The tests on the MQ-4C are critical to a Navy decision at the end of this year on whether to launch low-rate initial production of a Triton fleet, expected to number 70 aircraft. The unmanned Triton, the Navy's variant of a Global Hawk, is designed to augment the Navy's manned fleet of P-8A maritime patrol aircraft in broad area maritime surveillance missions.
Triton fuselage work is done by Northrop Grumman in Moss Point, Miss. (Post)
Another Northrop Grumman-built unmanned system, the X-47B, successfully conducted the first Autonomous Aerial Refueling of an unmanned aircraft April 22. It happened off the coast of Maryland and Virginia, and was the final test objective under the Navy's Unmanned Combat Air System demonstration program.

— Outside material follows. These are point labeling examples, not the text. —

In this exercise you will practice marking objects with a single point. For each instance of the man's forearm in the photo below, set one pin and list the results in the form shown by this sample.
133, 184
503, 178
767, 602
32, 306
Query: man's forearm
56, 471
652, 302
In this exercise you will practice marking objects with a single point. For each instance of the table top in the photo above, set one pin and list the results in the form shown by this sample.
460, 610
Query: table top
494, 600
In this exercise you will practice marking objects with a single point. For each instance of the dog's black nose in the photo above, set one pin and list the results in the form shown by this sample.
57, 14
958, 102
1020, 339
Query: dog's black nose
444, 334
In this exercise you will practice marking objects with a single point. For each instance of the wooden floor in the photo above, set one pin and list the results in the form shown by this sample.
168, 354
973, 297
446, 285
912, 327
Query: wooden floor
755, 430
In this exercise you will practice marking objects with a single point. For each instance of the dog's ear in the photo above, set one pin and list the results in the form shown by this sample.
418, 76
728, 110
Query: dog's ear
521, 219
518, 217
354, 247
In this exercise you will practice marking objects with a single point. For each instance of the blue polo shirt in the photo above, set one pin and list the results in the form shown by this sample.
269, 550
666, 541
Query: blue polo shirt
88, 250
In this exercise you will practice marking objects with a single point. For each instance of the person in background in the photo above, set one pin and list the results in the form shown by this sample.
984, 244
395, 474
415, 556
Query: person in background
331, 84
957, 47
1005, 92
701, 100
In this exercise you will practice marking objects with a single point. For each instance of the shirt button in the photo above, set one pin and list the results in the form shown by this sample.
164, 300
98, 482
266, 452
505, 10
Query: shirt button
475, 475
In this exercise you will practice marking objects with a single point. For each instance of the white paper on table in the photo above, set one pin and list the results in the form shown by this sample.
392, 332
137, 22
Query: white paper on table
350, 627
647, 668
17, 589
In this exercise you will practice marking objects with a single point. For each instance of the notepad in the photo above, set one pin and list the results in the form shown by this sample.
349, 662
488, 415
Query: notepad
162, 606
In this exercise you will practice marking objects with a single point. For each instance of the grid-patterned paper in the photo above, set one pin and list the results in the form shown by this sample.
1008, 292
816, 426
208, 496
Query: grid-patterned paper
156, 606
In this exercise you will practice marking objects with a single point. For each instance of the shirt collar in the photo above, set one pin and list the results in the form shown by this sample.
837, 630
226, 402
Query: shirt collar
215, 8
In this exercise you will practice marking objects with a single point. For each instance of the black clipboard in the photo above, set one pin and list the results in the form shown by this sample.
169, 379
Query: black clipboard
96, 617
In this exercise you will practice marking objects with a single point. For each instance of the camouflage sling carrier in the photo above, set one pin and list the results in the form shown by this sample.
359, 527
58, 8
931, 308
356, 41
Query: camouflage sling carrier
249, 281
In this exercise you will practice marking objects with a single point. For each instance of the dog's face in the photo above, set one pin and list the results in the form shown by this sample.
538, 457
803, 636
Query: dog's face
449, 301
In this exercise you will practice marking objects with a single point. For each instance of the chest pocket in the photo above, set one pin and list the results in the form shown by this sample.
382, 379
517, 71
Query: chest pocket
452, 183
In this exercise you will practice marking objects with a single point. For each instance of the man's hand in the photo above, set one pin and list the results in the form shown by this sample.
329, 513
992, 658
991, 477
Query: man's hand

The X-47B, which in earlier Navy tests showed it could catapult off a carrier deck and make arrested landings, connected to a tanker aircraft and received over 4,000 pounds of fuel. Earlier in the month, the X-47B successfully hooked up with the tanker but no fuel transferred. (Post)
ATT Metrology Services Inc., of Issaquah, Wash., was awarded a contract by Airbus for metrology services at Airbus' $600 million facility being built in Mobile, Ala. The company provides precision measurement and alignment services. It will build out an existing structure to house a 5,000-square-foot lab that should be operational when the aircraft manufacturer begins production this year.
The company's clients in the aerospace sector include Lockheed Martin, Northrop Grumman, Boeing, Bombardier, Bell Helicopters and others. The Mobile Aeroplex facility represents a capital investment of between $200,000 and $300,000, and will have four to eight workers, according to the Mobile Register. (Post)
The F-35 logistics information system has drawn the attention of key lawmakers who got an earful from F-35 maintenance crews during a visit to Eglin Air Force Base, Fla. The autonomic logistics information system, or ALIS, monitors every component of the aircraft and alerts operators of any breakdowns. At least that's what it's supposed to do.
The complaints heard by members of Congress range from the user-unfriendliness and slow response to queries to the high frequency of false alarms. Military aviation experts said some of these issues are temporary and should be expected in new programs. Other shortcomings might take years to fix. Program Executive Officer Air Force Lt. Gen. Christopher Bogdan visited Eglin this week to personally look into the issues raised by the committee. (Post)
The first at-sea test of the Electromagnetic Railgun will be done in the summer of 2016 near Eglin Air Force Base, Fla. The BAE Systems designed test gun will be mounted on the USNS Trenton, built by Austal USA in Mobile, Ala., and taken to Eglin’s maritime test range.
It will fire a series of hypervelocity projectiles fitted with GPS electronics at a barge floating in the Gulf of Mexico. The rail gun uses high powered electromagnetic pulses instead of chemical propellants to fire projectiles that can move at seven times the speed of sound. The kinetic energy can accelerate a 45-pound projectile from zero to 5,000 mph in less than a second. (Post)
HX5, Ft. Walton Beach, Fla., was awarded a $24.2 million cost reimbursable contract for advisory and assistance services. Contractor will provide A&AS for the Munitions Division and the Range Systems Branch to support of the Air Force Life Cycle Management Center. Work will be performed at Hill Air Force Base, Utah, and is expected to be complete by May 30, 2020. … Lockheed Martin, Fort Worth, Texas, was awarded a $14 million modification to a previously awarded contract for F-22 sustainment. Contractor will provide trainer hardware modifications, training system development, and distributed mission operations federation and integration. Work will be performed at Langley Air Force Base, Va.; Elmendorf Air Force Base, Alaska; Tyndall Air Force Base, Fla.; Hickam Air Force Base, Hawaii; Sheppard Air Force Base, Texas; and St. Louis, Mo., and is expected to be complete by Dec. 31, 2017.